McNerney also said he was “surprised and upset” to learn that Chinn planned to turn trial transcripts over to investigators. He said the baby-sitter’s testimony had been “fabricated.”

“And if the district attorney had believed her story, then they should have moved immediately to dismiss the case against Orly Lapin. I just can’t understand why they would send (the trial transcript) to the sexual assault unit,” McNerney said.


McNerney added that at least “ethically,” Chinn should have been compelled to move for a dismissal if the baby-sitter’s allegations were considered truthful.

May Face Other Problems

According to a published report, Lapin may face other problems as well. The Wall Street Journal reported this week that Lapin is the subject of an inquiry, begun in 1985, by the California Board of Medical Quality Assurance, the state agency that monitors physicians’ conduct. Linda McCready, external affairs coordinator for the BMQA, said she could neither confirm nor deny the existence of such an investigation.

Orly Lapin, after thanking the jurors, said that her only concern now was “to get my children.”


“I’m worried about them . . . who’s been taking care of them? How are they? I just want to go to court and get my children as soon as possible,” she said.

Horwitz said he would seek “some type of protective order” for the children immediately from a juvenile court and then ask that Orly Lapin be granted permanent custody of the children.

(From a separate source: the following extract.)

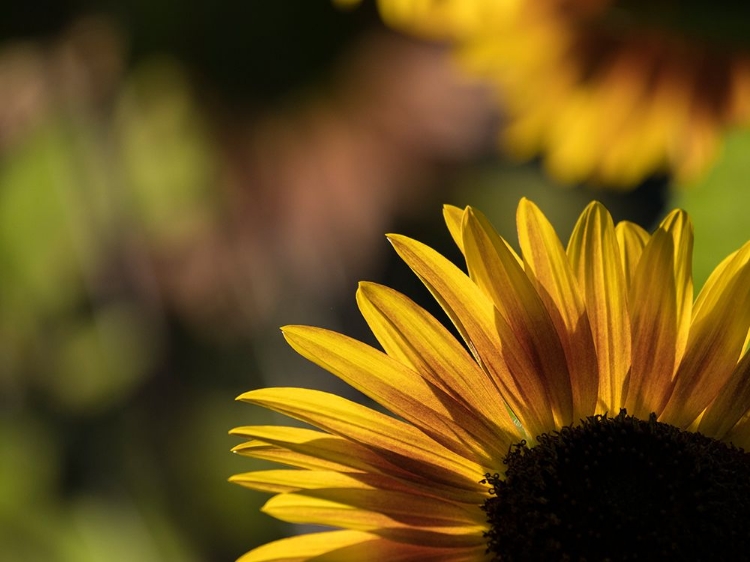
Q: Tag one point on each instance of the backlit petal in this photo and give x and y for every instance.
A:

“We really only have to deal with the civil courts now and get the children back,” Horwitz said.

Orly Lapin has had visitation rights to the children since April, but Horwitz said the present arrangements call for the mother to see them for only one hour once or twice a week under strict supervision.


Ron Lapin gained prominence as a result of his practice of so-called “bloodless surgery,” which involves surgery without blood transfusions. The practice gained him a following among religious groups, particularly the Jehovah’s Witnesses, whose beliefs prohibit the transfusion of human blood. Lapin was the subject of a five-year investigation by state medical authorities that was dropped in 1986.